Solo por dar un ejemplo, hace décadas casi parecía darse como un hecho que dentro de los beneficios de la autonomía universitaria se contemplaba la no rendición de cuentas a la sociedad. No nos referimos tanto a los informes anuales, como a la obligación de exponerse a auditorías y requerimientos de transparencia por parte de las instituciones externas dedicadas a la revisión de los organismos públicos. Sin entrar en honduras, en algunos casos este malentendido —respaldado tanto por IES como por gobiernos— propició condiciones que a la postre generaron graves problemas financieros y de viabilidad en más de una casa de estudios. Se hizo evidente que había que corregir el rumbo y modificar en nuestro imaginario colectivo el significado de autonomía. Vino entonces una etapa en la que el Estado asumió su papel y responsabilidad como auditor. Por supuesto que se necesitaba ese cambio y, sin embargo, no hubo una clara idea de lo que significaba auditar a un organismo autónomo, y uno con las características tan particulares de una universidad. Por lo anterior, en las últimas dos décadas esa cultura de la auditoría y rendición de cuentas se ha ido transformando poco a poco en intervencionismo, extremo opuesto pero igualmente nocivo de la otrora indiferencia benevolente del Estado. Hoy los órganos de fiscalización, de manera sistemática, además de revisar las cuentas de las IES autónomas estatales, hacen recomendaciones sobre temas que no deberían de concernirles y en los que no tienen ninguna preparación ni competencia como, por ejemplo, el desempeño académico.
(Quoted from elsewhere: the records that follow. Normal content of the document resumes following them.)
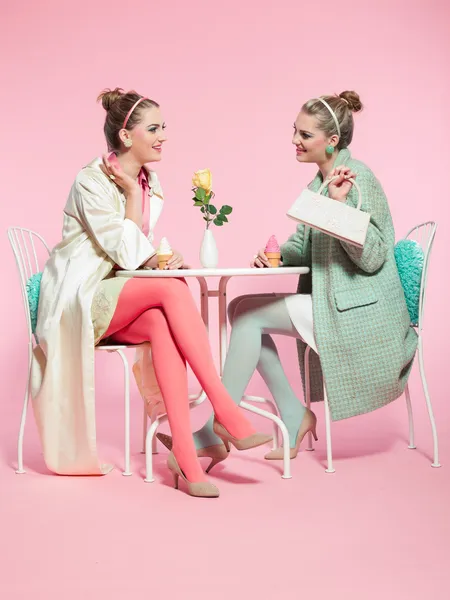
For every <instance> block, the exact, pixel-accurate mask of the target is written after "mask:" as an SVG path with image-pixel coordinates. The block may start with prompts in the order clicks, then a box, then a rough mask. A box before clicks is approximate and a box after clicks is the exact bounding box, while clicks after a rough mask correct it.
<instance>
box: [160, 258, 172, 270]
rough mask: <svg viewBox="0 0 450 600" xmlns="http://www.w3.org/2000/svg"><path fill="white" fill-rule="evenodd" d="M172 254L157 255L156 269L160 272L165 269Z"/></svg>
mask: <svg viewBox="0 0 450 600" xmlns="http://www.w3.org/2000/svg"><path fill="white" fill-rule="evenodd" d="M172 256H173V254H158V269H159V270H160V271H162V270H163V269H165V268H166V267H167V263H168V262H169V260H170V259H171V258H172Z"/></svg>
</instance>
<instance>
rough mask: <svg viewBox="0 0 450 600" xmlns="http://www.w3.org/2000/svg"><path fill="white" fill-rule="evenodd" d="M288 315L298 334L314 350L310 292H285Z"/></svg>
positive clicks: (316, 348) (312, 315) (311, 302)
mask: <svg viewBox="0 0 450 600" xmlns="http://www.w3.org/2000/svg"><path fill="white" fill-rule="evenodd" d="M284 301H285V302H286V307H287V310H288V313H289V317H290V319H291V321H292V324H293V325H294V327H295V329H296V330H297V332H298V334H299V336H300V337H301V338H302V340H303V341H304V342H306V343H307V344H308V346H310V347H311V348H312V349H313V350H314V351H315V352H317V346H316V340H315V339H314V323H313V310H312V296H311V294H286V295H285V296H284Z"/></svg>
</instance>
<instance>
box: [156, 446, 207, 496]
mask: <svg viewBox="0 0 450 600" xmlns="http://www.w3.org/2000/svg"><path fill="white" fill-rule="evenodd" d="M167 467H168V468H169V471H171V472H172V474H173V484H174V487H175V489H176V490H178V489H180V488H179V478H180V477H181V479H183V481H184V482H185V483H186V485H187V488H188V494H189V495H190V496H195V497H196V498H218V497H219V490H218V488H217V487H216V486H215V485H214V484H212V483H210V482H209V481H199V482H193V481H189V479H187V478H186V475H185V474H184V473H183V471H182V470H181V469H180V467H179V465H178V463H177V459H176V458H175V455H174V453H173V452H171V453H170V454H169V458H168V460H167Z"/></svg>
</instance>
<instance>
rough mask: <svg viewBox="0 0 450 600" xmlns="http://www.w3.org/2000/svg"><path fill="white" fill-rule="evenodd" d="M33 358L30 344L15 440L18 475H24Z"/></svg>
mask: <svg viewBox="0 0 450 600" xmlns="http://www.w3.org/2000/svg"><path fill="white" fill-rule="evenodd" d="M32 357H33V347H32V345H31V344H30V345H29V347H28V373H27V385H26V388H25V396H24V399H23V407H22V417H21V419H20V428H19V438H18V440H17V470H16V473H17V474H18V475H23V474H24V473H26V471H25V469H24V468H23V438H24V435H25V423H26V420H27V412H28V402H29V400H30V379H31V361H32Z"/></svg>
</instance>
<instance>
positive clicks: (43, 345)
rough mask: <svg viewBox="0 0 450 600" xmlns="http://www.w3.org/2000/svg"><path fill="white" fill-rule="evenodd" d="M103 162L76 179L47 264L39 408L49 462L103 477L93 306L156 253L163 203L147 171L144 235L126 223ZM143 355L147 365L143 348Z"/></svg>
mask: <svg viewBox="0 0 450 600" xmlns="http://www.w3.org/2000/svg"><path fill="white" fill-rule="evenodd" d="M100 164H101V159H95V160H94V161H93V162H92V163H90V164H89V165H87V166H86V167H85V168H84V169H82V170H81V171H80V173H79V174H78V175H77V177H76V180H75V182H74V184H73V186H72V189H71V191H70V194H69V198H68V200H67V203H66V206H65V209H64V226H63V239H62V241H61V242H60V243H59V244H58V245H57V246H56V247H55V248H54V250H53V251H52V254H51V256H50V258H49V260H48V262H47V263H46V265H45V268H44V272H43V276H42V283H41V292H40V299H39V312H38V323H37V329H36V334H37V338H38V340H39V345H38V346H37V347H36V349H35V353H34V357H33V365H32V381H31V383H32V389H31V394H32V401H33V408H34V413H35V417H36V421H37V426H38V430H39V434H40V438H41V442H42V446H43V452H44V458H45V462H46V464H47V466H48V468H49V469H50V470H51V471H53V472H55V473H59V474H65V475H100V474H105V473H107V472H109V471H110V470H111V468H112V467H111V466H109V465H104V464H100V461H99V458H98V456H97V443H96V426H95V381H94V352H95V350H94V346H95V341H96V340H95V336H94V328H93V324H92V318H91V305H92V300H93V297H94V294H95V292H96V289H97V286H98V285H99V283H100V282H101V281H102V280H103V279H105V277H107V276H108V274H110V273H111V271H112V268H113V266H114V264H117V265H119V267H121V268H123V269H127V270H135V269H137V268H139V267H140V266H141V265H142V264H143V263H145V262H146V261H147V259H148V258H150V257H151V256H152V255H153V254H154V253H155V249H154V247H153V245H152V241H153V229H154V227H155V224H156V222H157V220H158V218H159V216H160V214H161V210H162V208H163V203H164V201H163V194H162V190H161V186H160V184H159V181H158V178H157V176H156V174H155V173H154V172H153V171H149V186H150V224H149V235H148V237H146V236H145V235H144V234H143V233H142V231H141V230H140V229H139V228H138V227H137V226H136V224H135V223H134V222H133V221H131V220H129V219H125V197H124V195H123V194H122V193H121V192H120V190H119V189H118V187H117V186H116V185H115V184H114V183H113V182H112V181H111V180H110V179H108V177H107V176H106V175H104V174H103V173H102V171H101V169H100ZM146 346H147V351H148V352H150V347H149V345H146ZM144 348H145V347H144ZM140 356H141V357H142V359H144V358H146V360H147V364H148V357H145V351H144V352H142V350H141V353H140Z"/></svg>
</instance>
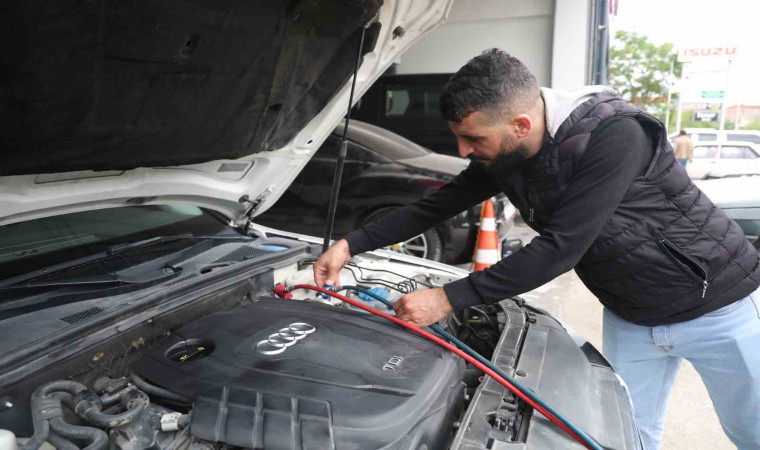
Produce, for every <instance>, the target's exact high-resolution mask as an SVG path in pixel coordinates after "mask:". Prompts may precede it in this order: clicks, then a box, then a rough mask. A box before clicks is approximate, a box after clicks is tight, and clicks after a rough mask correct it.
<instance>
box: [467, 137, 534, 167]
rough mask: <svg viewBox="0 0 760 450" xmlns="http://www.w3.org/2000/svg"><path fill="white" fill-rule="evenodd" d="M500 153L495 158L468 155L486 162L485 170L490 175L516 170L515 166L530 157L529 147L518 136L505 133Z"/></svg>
mask: <svg viewBox="0 0 760 450" xmlns="http://www.w3.org/2000/svg"><path fill="white" fill-rule="evenodd" d="M499 147H500V151H499V154H498V155H497V156H496V157H495V158H493V159H490V158H483V157H481V156H476V155H474V154H470V155H468V156H467V157H468V158H469V159H470V160H471V161H480V162H481V163H486V164H487V165H485V170H486V172H488V173H489V174H490V175H495V176H499V175H503V174H505V173H509V172H511V171H512V170H514V168H515V167H517V166H519V165H520V164H522V163H523V162H524V161H525V160H526V159H527V157H528V148H527V147H526V146H525V144H523V143H522V142H520V141H519V140H518V139H517V138H516V137H513V136H510V135H508V134H507V135H505V136H503V137H502V139H501V143H500V144H499Z"/></svg>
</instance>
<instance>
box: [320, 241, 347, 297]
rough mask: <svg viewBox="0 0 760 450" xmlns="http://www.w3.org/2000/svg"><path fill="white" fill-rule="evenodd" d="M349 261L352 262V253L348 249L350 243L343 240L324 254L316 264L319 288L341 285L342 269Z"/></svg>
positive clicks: (326, 251)
mask: <svg viewBox="0 0 760 450" xmlns="http://www.w3.org/2000/svg"><path fill="white" fill-rule="evenodd" d="M349 261H351V253H350V252H349V249H348V241H346V240H345V239H341V240H339V241H338V242H336V243H335V244H333V245H332V247H330V248H328V249H327V251H326V252H324V253H322V256H320V257H319V259H318V260H317V262H315V263H314V281H316V283H317V286H319V287H322V286H325V285H329V286H334V285H336V284H340V269H342V268H343V267H345V265H346V264H348V262H349Z"/></svg>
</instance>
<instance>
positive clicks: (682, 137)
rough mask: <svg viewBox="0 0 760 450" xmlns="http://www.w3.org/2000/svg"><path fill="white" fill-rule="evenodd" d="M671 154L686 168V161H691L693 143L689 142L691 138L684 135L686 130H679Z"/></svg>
mask: <svg viewBox="0 0 760 450" xmlns="http://www.w3.org/2000/svg"><path fill="white" fill-rule="evenodd" d="M673 154H674V155H675V157H676V161H678V163H679V164H681V166H683V168H684V169H685V168H686V163H687V162H691V159H692V158H693V157H694V144H692V143H691V139H689V136H687V135H686V131H684V130H681V132H680V133H678V137H677V138H676V141H675V142H674V143H673Z"/></svg>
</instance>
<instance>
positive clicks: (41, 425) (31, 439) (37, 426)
mask: <svg viewBox="0 0 760 450" xmlns="http://www.w3.org/2000/svg"><path fill="white" fill-rule="evenodd" d="M32 408H33V410H34V406H32ZM32 426H34V434H33V435H32V437H31V438H30V439H29V440H28V441H26V444H24V446H23V447H21V450H37V449H38V448H40V445H42V444H43V443H44V442H45V441H47V440H48V438H49V437H50V422H48V421H47V419H39V420H37V419H35V420H34V422H33V423H32Z"/></svg>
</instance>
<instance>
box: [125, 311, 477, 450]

El ejemplo ahora dado no es el único caso desde donde los gobiernos han buscado y logrado cierto poder sobre las decisiones y acciones de las administraciones universitarias (se podría también analizar el control ejercido desde los programas especiales de apoyo con recursos etiquetados para acciones muy concretas, o desde la estandarización de criterios de ingreso y egreso de programas de pregrado y posgrado, mediante exámenes aplicados por una entidad externa); pero quizás sea el más claro para observar que la autonomía universitaria no es piedra inamovible sino letra viva, sujeta a modificaciones y adaptaciones de acuerdo a cada contexto histórico.
Este “estar viva” es algo de suyo positivo, porque nos permite a las IES públicas autónomas seguir reflexionando sobre nuestra esencia e identidad, así como sobre las responsabilidades que tenemos como generadoras de conocimiento y constructoras de sociedades pensantes, preparadas, críticas, plurales y humanistas. Por supuesto, lo que está vivo siempre se encuentra en un proceso de cambio, lo que frecuentemente lo expondrá a retos, problemas y necesidades distintas. Por ello, pensar en nuestra autonomía es una tarea permanente, como lo es defenderla, por ser una de las bases de las sociedades democráticas contemporáneas. En el marco del 80 aniversario de habernos convertido en una institución autónoma, honremos la identidad de nuestra casa de estudios, a través de la reflexión, la defensa y el respeto a este derecho constitucional y baluarte social. ¡Felicidades, Universidad Autónoma de Aguascalientes!